An aluminum beam was brought from the outside cold into a machine shop where the temperature was held at 65 degrees F. After 10 minutes, the beam warmed to 35 degrees F anf after another 10 minutes its temprature was 50 degrees F. Use Newton's Law of Cooling to estimate the beam's initial temperature.
The differential equation that is obeyed is
M C dT/dt = h A (65-T)
where mass M, specific heat C, film cooling coefficient h and surface area A are constants.
The solution has the form
dT/(65-T) = c dt
-ln(T-65) = c t + a
T-65 = exp (-a -ct)
You have two unknowns constants (a and c) and two equations for T at t = 10 and t = 20 minutes. Once you have a and c you can solve for T when t=0.
To estimate the beam's initial temperature using Newton's Law of Cooling, we need to find the cooling constant, also known as the cooling rate or cooling coefficient.
Newton's Law of Cooling states that the rate of change of temperature of an object is directly proportional to the difference between its temperature and the ambient temperature. Mathematically, it can be expressed as:
dT/dt = -k(T - Ta)
Where:
- dT/dt is the rate of change of temperature (how fast the temperature is changing) with respect to time.
- k is the cooling constant, which represents the rate at which the object cools.
- T is the temperature of the object at a given time.
- Ta is the ambient temperature (the temperature of the surroundings or the machine shop).
We are given two pieces of information:
1. After 10 minutes, the temperature of the beam was 35 degrees F.
2. After another 10 minutes (so a total of 20 minutes), the temperature of the beam was 50 degrees F.
Let's use this information to estimate the cooling constant (k) and then find the initial temperature (T).
First, let's set up two equations using Newton's Law of Cooling for the given data:
When t = 10 minutes:
(dT/dt)1 = -k(T1 - Ta)
When t = 20 minutes:
(dT/dt)2 = -k(T2 - Ta)
Now, let's solve for the cooling constant (k) by dividing the two equations:
[(dT/dt)1] / [(dT/dt)2] = [(T1 - Ta)] / [(T2 - Ta)]

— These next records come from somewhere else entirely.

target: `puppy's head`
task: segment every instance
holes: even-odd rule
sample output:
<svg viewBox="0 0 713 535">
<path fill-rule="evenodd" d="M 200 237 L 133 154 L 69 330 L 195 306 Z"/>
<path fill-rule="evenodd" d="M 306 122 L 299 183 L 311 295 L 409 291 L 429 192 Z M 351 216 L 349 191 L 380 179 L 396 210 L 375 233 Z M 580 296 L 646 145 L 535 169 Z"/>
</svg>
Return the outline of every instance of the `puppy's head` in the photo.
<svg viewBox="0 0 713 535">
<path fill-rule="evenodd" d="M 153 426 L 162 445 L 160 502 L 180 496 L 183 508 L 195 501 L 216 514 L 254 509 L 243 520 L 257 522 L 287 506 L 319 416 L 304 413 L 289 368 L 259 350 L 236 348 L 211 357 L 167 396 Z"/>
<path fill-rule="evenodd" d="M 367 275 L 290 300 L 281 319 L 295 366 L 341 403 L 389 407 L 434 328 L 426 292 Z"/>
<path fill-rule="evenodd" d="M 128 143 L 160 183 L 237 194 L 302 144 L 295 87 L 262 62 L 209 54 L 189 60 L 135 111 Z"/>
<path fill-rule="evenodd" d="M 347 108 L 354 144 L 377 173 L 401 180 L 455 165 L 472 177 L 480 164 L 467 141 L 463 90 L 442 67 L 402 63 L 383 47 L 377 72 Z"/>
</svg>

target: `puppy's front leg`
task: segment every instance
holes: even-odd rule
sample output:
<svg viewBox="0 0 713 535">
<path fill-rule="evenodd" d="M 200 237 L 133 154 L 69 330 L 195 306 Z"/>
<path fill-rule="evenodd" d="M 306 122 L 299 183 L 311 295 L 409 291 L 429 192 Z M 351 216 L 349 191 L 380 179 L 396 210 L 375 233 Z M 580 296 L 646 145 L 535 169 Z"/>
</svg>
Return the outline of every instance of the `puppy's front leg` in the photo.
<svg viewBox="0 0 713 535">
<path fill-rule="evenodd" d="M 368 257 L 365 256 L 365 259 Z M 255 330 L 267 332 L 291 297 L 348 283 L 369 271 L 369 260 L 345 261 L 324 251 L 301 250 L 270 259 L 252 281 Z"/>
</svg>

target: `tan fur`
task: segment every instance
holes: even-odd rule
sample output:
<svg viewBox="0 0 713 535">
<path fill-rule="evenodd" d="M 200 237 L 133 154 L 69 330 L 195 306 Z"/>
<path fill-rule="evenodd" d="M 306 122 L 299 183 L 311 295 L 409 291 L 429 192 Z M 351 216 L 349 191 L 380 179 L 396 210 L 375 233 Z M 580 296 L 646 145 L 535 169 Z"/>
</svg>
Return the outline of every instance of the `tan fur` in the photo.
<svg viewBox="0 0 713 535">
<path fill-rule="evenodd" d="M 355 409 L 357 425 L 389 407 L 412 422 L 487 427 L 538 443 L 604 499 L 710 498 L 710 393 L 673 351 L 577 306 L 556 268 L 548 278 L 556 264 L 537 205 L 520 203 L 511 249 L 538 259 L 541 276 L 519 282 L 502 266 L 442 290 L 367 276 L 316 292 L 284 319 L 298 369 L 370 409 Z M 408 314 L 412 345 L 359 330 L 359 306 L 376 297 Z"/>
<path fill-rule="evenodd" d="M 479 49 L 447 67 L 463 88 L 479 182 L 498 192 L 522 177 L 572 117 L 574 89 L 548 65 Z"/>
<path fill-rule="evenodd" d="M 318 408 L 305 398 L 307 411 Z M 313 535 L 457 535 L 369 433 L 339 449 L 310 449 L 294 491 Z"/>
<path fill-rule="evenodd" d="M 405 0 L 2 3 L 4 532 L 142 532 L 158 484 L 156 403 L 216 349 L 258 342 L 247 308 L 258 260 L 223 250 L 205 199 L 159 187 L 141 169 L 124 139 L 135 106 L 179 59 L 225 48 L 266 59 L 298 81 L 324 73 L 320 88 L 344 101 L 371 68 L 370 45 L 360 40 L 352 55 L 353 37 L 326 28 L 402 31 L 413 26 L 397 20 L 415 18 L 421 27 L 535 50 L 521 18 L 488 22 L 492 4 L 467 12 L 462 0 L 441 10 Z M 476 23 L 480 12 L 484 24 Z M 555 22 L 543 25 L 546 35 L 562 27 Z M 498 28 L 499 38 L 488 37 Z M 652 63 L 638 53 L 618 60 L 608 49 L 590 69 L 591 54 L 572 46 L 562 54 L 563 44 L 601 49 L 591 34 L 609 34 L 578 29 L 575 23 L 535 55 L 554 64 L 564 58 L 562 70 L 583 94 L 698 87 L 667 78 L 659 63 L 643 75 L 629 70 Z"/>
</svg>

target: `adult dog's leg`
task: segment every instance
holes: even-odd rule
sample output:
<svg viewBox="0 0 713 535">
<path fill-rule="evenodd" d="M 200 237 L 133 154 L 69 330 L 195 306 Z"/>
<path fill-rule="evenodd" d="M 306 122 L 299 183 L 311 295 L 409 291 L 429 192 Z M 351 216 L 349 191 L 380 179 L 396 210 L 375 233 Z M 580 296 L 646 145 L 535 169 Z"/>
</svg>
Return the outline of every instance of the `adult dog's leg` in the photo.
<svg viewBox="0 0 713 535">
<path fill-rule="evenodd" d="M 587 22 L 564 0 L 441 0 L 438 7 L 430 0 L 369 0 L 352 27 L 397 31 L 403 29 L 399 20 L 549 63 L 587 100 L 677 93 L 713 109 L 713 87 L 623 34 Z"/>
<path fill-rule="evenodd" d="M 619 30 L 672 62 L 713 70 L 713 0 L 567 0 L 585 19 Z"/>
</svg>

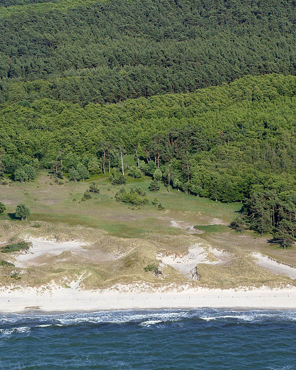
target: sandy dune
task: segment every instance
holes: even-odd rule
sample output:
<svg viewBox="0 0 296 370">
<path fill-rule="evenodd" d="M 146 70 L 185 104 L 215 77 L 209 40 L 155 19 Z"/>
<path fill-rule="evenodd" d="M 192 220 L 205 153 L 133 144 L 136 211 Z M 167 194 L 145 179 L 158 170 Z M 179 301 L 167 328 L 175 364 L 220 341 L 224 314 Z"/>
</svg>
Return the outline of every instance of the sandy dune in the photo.
<svg viewBox="0 0 296 370">
<path fill-rule="evenodd" d="M 201 244 L 197 243 L 191 246 L 189 248 L 187 253 L 171 253 L 169 255 L 162 254 L 158 255 L 157 258 L 161 263 L 171 266 L 185 275 L 189 274 L 198 263 L 217 264 L 222 263 L 225 259 L 227 259 L 227 255 L 223 251 L 211 247 L 206 250 L 201 245 Z M 209 254 L 214 257 L 215 260 L 210 260 L 213 259 L 209 258 Z"/>
<path fill-rule="evenodd" d="M 254 253 L 252 255 L 256 259 L 257 264 L 260 267 L 269 270 L 274 274 L 285 275 L 292 279 L 296 279 L 296 268 L 281 263 L 261 253 Z"/>
<path fill-rule="evenodd" d="M 15 259 L 13 263 L 18 267 L 26 267 L 30 264 L 38 263 L 38 258 L 41 256 L 59 255 L 65 251 L 76 253 L 85 251 L 81 248 L 85 245 L 78 241 L 60 242 L 31 237 L 27 237 L 26 240 L 31 242 L 32 246 L 26 252 L 14 256 Z"/>
</svg>

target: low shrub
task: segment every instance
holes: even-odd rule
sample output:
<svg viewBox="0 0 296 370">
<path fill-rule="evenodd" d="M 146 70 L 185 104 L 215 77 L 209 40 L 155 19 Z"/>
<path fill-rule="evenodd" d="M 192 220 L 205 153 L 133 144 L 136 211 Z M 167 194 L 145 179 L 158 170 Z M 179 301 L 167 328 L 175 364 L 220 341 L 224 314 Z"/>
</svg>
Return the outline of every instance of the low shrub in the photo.
<svg viewBox="0 0 296 370">
<path fill-rule="evenodd" d="M 11 266 L 14 267 L 15 265 L 11 262 L 8 262 L 8 261 L 5 261 L 3 259 L 2 261 L 0 261 L 0 266 Z"/>
<path fill-rule="evenodd" d="M 132 188 L 130 191 L 127 191 L 122 187 L 115 195 L 117 202 L 130 203 L 134 206 L 142 206 L 147 204 L 149 199 L 146 193 L 141 187 Z"/>
<path fill-rule="evenodd" d="M 20 252 L 23 250 L 28 250 L 31 246 L 29 242 L 20 242 L 13 244 L 8 244 L 4 247 L 1 252 L 2 253 L 8 253 L 10 252 Z"/>
</svg>

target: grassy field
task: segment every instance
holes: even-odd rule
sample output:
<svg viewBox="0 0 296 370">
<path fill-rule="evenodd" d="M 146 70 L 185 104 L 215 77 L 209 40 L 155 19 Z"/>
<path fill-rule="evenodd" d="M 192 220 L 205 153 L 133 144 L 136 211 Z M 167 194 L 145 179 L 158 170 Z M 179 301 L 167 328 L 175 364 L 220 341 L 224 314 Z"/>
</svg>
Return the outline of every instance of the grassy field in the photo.
<svg viewBox="0 0 296 370">
<path fill-rule="evenodd" d="M 90 181 L 94 180 L 100 193 L 81 202 Z M 199 264 L 200 280 L 191 281 L 190 284 L 230 288 L 294 283 L 288 278 L 256 266 L 250 256 L 252 251 L 259 251 L 296 265 L 293 248 L 283 251 L 268 244 L 266 237 L 250 231 L 242 235 L 228 227 L 241 203 L 221 203 L 172 189 L 169 193 L 163 185 L 159 192 L 151 193 L 148 189 L 150 180 L 131 179 L 124 186 L 140 186 L 150 200 L 157 197 L 163 210 L 151 203 L 138 207 L 116 202 L 114 195 L 121 186 L 112 185 L 107 176 L 77 183 L 65 179 L 58 185 L 43 172 L 34 181 L 0 186 L 0 201 L 7 206 L 6 211 L 0 215 L 3 245 L 23 240 L 28 235 L 57 241 L 80 240 L 89 245 L 87 253 L 79 256 L 65 251 L 58 256 L 40 257 L 38 263 L 26 268 L 18 268 L 21 279 L 17 283 L 40 285 L 54 280 L 66 284 L 67 279 L 86 271 L 83 286 L 87 288 L 139 280 L 156 286 L 182 284 L 188 281 L 187 277 L 169 266 L 163 268 L 161 279 L 145 272 L 144 268 L 149 263 L 157 264 L 156 256 L 159 253 L 186 253 L 196 243 L 223 250 L 231 260 L 219 265 Z M 13 218 L 15 207 L 20 203 L 31 209 L 27 222 Z M 40 227 L 33 227 L 36 223 Z M 193 225 L 199 225 L 197 230 L 193 229 Z M 12 282 L 12 270 L 11 267 L 0 266 L 2 284 Z"/>
</svg>

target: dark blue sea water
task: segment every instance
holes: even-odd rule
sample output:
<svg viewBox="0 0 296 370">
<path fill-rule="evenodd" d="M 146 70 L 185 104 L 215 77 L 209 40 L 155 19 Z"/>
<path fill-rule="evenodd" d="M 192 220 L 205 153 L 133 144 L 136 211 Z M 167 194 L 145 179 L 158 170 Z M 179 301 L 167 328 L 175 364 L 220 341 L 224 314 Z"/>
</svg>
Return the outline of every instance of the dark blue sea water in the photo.
<svg viewBox="0 0 296 370">
<path fill-rule="evenodd" d="M 296 311 L 0 315 L 0 369 L 296 370 Z"/>
</svg>

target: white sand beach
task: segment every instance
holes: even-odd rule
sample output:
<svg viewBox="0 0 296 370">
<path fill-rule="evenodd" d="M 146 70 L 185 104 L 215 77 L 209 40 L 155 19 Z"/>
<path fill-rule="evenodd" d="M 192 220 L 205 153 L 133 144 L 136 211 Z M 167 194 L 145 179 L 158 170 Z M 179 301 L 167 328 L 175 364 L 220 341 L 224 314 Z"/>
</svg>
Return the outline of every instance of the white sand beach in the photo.
<svg viewBox="0 0 296 370">
<path fill-rule="evenodd" d="M 83 291 L 74 283 L 70 288 L 42 291 L 34 288 L 0 290 L 0 312 L 30 309 L 44 311 L 161 308 L 296 309 L 296 289 L 244 290 L 204 288 L 182 291 Z M 128 287 L 126 287 L 128 289 Z"/>
</svg>

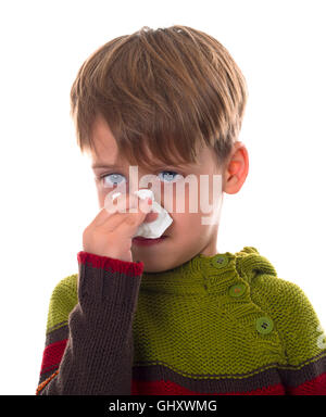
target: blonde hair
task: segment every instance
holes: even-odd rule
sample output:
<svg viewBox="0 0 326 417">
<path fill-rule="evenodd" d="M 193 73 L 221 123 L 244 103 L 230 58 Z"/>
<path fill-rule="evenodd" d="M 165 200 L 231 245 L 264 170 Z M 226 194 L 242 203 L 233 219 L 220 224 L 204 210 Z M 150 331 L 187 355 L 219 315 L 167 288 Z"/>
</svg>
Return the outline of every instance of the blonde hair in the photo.
<svg viewBox="0 0 326 417">
<path fill-rule="evenodd" d="M 237 140 L 247 103 L 246 79 L 212 36 L 175 25 L 120 36 L 82 65 L 71 89 L 71 116 L 82 152 L 104 117 L 120 154 L 137 165 L 147 147 L 158 160 L 196 163 L 204 146 L 217 164 Z M 151 166 L 147 160 L 143 165 Z"/>
</svg>

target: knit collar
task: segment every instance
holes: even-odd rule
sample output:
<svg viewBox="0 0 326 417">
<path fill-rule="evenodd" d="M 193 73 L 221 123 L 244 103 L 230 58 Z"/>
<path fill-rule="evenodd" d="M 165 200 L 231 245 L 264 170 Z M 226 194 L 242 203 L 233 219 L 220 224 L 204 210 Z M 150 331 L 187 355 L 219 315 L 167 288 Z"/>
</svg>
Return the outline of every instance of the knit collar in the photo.
<svg viewBox="0 0 326 417">
<path fill-rule="evenodd" d="M 161 273 L 143 273 L 140 291 L 179 294 L 205 294 L 224 291 L 230 285 L 246 280 L 258 273 L 277 276 L 274 266 L 253 247 L 241 251 L 217 253 L 213 256 L 198 254 L 186 263 Z"/>
</svg>

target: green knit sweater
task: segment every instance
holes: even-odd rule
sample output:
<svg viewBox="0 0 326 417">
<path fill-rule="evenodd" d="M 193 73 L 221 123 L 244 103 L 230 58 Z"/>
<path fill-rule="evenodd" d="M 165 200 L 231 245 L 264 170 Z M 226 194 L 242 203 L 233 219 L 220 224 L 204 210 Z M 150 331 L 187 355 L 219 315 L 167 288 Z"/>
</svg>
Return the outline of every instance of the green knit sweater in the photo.
<svg viewBox="0 0 326 417">
<path fill-rule="evenodd" d="M 255 248 L 78 266 L 51 296 L 38 394 L 326 394 L 318 318 Z"/>
</svg>

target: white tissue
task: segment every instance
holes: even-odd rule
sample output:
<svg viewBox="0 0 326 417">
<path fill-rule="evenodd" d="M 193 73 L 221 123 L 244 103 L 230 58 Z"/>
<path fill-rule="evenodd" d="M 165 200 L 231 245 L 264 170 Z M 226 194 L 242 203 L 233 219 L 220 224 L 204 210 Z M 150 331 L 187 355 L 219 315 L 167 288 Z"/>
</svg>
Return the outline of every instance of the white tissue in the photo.
<svg viewBox="0 0 326 417">
<path fill-rule="evenodd" d="M 137 194 L 141 200 L 145 200 L 147 198 L 152 199 L 152 210 L 156 213 L 159 213 L 158 218 L 154 222 L 146 222 L 142 223 L 139 227 L 137 232 L 133 236 L 135 237 L 142 237 L 148 239 L 156 239 L 160 238 L 163 232 L 167 229 L 167 227 L 173 223 L 173 219 L 171 218 L 170 214 L 165 208 L 163 208 L 156 201 L 154 201 L 154 194 L 152 190 L 146 189 L 146 190 L 137 190 L 135 191 L 135 194 Z M 121 192 L 114 192 L 111 198 L 112 200 L 116 199 L 118 195 L 121 195 Z"/>
<path fill-rule="evenodd" d="M 152 199 L 152 208 L 154 212 L 159 213 L 159 216 L 154 222 L 142 223 L 138 227 L 138 230 L 134 235 L 134 238 L 136 236 L 140 236 L 142 238 L 148 239 L 160 238 L 163 232 L 167 229 L 167 227 L 172 224 L 173 219 L 168 215 L 167 211 L 163 208 L 156 201 L 154 201 L 154 194 L 152 190 L 138 190 L 135 191 L 135 194 L 137 194 L 142 200 L 147 198 Z"/>
</svg>

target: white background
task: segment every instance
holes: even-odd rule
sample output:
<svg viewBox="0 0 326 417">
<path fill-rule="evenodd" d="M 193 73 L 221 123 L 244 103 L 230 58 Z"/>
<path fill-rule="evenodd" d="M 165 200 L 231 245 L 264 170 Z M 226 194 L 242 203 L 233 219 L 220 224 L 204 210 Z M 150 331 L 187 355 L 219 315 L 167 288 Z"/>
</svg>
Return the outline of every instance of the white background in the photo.
<svg viewBox="0 0 326 417">
<path fill-rule="evenodd" d="M 326 326 L 325 1 L 14 1 L 0 7 L 1 394 L 34 394 L 48 304 L 98 212 L 68 94 L 98 47 L 142 26 L 206 31 L 247 78 L 250 172 L 225 194 L 218 251 L 255 247 Z"/>
</svg>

Plugging in the given values:
(35 - Ta) / (50 - Ta) = (dT/dt)1 / (dT/dt)2
We can rearrange the equation to solve for Ta:
(35 - Ta) / (50 - Ta) = (dT/dt)1 / (dT/dt)2
Cross-multiply:
(35 - Ta) * (dT/dt)2 = (50 - Ta) * (dT/dt)1
Expand:
35*dT/dt2 - Ta*dT/dt2 = 50*dT/dt1 - Ta*dT/dt1
Collect common terms:
35*dT/dt2 - 50*dT/dt1 = -Ta*dT/dt2 + Ta*dT/dt1
Rearrange to solve for Ta:
Ta = (35*dT/dt2 - 50*dT/dt1) / (dT/dt2 - dT/dt1)
Now, insert the values provided in the question:
dT/dt1 = (35 - 65) / 10 = -3 degrees F per minute
dT/dt2 = (50 - 35) / 10 = +1.5 degrees F per minute
Ta = (35*(-3) - 50*(1.5)) / ((-3) - 1.5)
Ta = (-105 - 75) / (-4.5)
Ta = 180 / 4.5
Ta = 40 degrees F
Therefore, the estimated initial temperature of the beam would be approximately 40 degrees Fahrenheit.